Не знаю почему — то ли из-за необычности моего кратковременного превращения в общественное существо (или, скорее, притворяющееся таковым), то ли из-за мимолетного ощущения, что весь собравшийся здесь пожилой люд ждет отплытия по волнам музыки с более чем осязаемо ограниченной площадки преклонного возраста, — этот летний зал под навесом напомнил мне открытые с боков, далеко выступающие причалы прежних времен на Гудзоне с крышами на стальных стропилах: можно было подумать, один из этих просторных пирсов, сооруженных в пору, когда океанские лайнеры подходили к самому Манхэттену, во всей своей огромности выдернут из воды, перенесен за сто двадцать миль к северу и бережно опущен на обширную танглвудскую лужайку — отличное, надо сказать, место для посадки, окруженное высокими деревьями и далекими холмистыми пейзажами Новой Англии.
Продвигаясь к свободному креслу — одному из немногих в первых рядах, на которых никто не сидел и ничего не лежало, — я продолжал думать о том же: мы все куда-то вместе плывем, и не только отправились уже, но и, считай, прибыли, оставив прежнее позади… А всего-то навсего мы собирались услышать, как Бостонский симфонический репетирует Рахманинова, Прокофьева и Римского-Корсакова. Под ногами здесь утоптанная коричневая земля, яснее ясного говорящая о том, что мы находимся на суше; наверху, под навесом, усаживаются птицы, чей щебет становится слышен в полновесной тишине между частями, — ласточки и вьюрки, деловито перепархивающие сюда из леса на склоне холма и стремительно улетающие обратно, как с Ноева ковчега не посмела бы улететь ни одна птица. До Атлантики отсюда три часа езды, но я не мог отрешиться от двойственности происходящего: я был там, где был, и в то же время собирался двинуться вместе с прочими немолодыми слушателями в некое таинственное водное неведомое.
Только ли смерть была у меня на уме, когда я думал об этом отплытии? Смерть и я? Смерть и Коулмен? Или смерть и это собрание людей, все еще способных находить удовольствие в таком вот летнем автобусном туризме и вместе с тем — как человеческая масса, как совокупность чувствующей плоти и теплой красной крови — отделенных от забвения лишь тончайшей, хрупчайшей прослойкой жизни?

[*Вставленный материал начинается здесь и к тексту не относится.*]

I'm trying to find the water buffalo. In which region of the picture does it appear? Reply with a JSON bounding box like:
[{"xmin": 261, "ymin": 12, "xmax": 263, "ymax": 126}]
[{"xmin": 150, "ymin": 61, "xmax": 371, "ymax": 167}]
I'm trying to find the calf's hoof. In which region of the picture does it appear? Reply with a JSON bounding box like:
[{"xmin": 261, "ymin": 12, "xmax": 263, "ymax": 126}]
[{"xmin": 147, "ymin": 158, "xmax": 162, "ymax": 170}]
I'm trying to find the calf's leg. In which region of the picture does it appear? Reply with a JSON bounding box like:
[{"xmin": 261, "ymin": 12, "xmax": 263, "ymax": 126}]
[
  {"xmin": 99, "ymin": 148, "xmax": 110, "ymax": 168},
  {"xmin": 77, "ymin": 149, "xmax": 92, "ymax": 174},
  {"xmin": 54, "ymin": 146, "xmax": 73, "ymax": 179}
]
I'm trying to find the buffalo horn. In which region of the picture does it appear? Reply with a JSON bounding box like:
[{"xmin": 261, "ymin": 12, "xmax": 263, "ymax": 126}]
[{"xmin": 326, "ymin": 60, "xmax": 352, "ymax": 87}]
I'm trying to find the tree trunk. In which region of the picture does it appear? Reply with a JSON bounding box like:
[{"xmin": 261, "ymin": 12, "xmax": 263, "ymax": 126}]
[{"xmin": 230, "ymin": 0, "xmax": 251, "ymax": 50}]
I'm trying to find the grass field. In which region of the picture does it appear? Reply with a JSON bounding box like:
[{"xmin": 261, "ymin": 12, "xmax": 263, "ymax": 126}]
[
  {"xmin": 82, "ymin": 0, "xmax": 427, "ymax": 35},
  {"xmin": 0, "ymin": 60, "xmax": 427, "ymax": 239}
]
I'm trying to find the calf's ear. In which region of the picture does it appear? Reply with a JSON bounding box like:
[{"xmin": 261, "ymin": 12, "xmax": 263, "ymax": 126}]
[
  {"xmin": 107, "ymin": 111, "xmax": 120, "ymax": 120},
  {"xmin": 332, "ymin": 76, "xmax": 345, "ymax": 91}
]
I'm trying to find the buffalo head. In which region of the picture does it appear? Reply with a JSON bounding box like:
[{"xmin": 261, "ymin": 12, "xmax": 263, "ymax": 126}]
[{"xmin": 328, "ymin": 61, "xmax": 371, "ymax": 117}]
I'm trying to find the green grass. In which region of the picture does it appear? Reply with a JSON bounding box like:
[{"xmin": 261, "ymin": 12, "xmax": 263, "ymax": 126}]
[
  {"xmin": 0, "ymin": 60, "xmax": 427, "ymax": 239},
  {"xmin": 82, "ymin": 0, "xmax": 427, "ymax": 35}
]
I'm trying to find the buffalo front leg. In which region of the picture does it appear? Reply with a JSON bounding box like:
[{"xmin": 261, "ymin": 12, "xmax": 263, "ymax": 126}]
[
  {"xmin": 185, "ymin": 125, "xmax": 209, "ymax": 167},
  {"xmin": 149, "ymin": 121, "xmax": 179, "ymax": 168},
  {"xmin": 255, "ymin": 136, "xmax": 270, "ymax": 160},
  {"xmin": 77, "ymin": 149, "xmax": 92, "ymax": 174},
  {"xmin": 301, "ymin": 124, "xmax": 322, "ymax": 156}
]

Когда я пришел, как раз кончалась программа, предшествовавшая репетиции. Стоя перед пустыми стульями оркестрантов, оживленный лектор в спортивной рубашке и брюках цвета хаки рассказывал о последней из вещей, которые предстояло услышать, проигрывал на магнитофоне фрагменты из Рахманинова и радостно говорил о "темной ритмичности" его "Симфонических танцев". Только когда он кончил и публика зааплодировала, из-за кулис вышли помощники расчехлять литавры и ставить на пюпитры ноты. В дальней части сцены показались двое с арфами в руках, а за ними, беседуя, потянулись музыканты, одетые, как лектор, самым будничным образом: гобоист в серой спортивной фуфайке с капюшоном, двое контрабасистов в выцветших джинсах, потом скрипачи, мужчины и женщины, представляющие, если судить по нарядам, какую-то банановую республику. Когда дирижер уже надевал очки (дирижер был приглашенный — пожилой румын Серджиу Комиссиона с копной седых волос, в рубашке с высоким воротом и в синих сандалиях) и по-детски почтительная публика снова захлопала, я вдруг увидел Коулмена и Фауни — они шли по проходу и искали два свободных места.
Оркестранты, готовясь превратиться из группы безмятежных отдыхающих в мощную и вместе с тем податливую музыкальную машину, расселись и начали настраивать инструменты, а тем временем пара — высокая блондинка с худощавым лицом и подтянутый, красивый седой мужчина ниже ее ростом и намного старше, но идущий легким спортивным шагом — заняла два пустых кресла на три ряда впереди меня и футов на двадцать правее.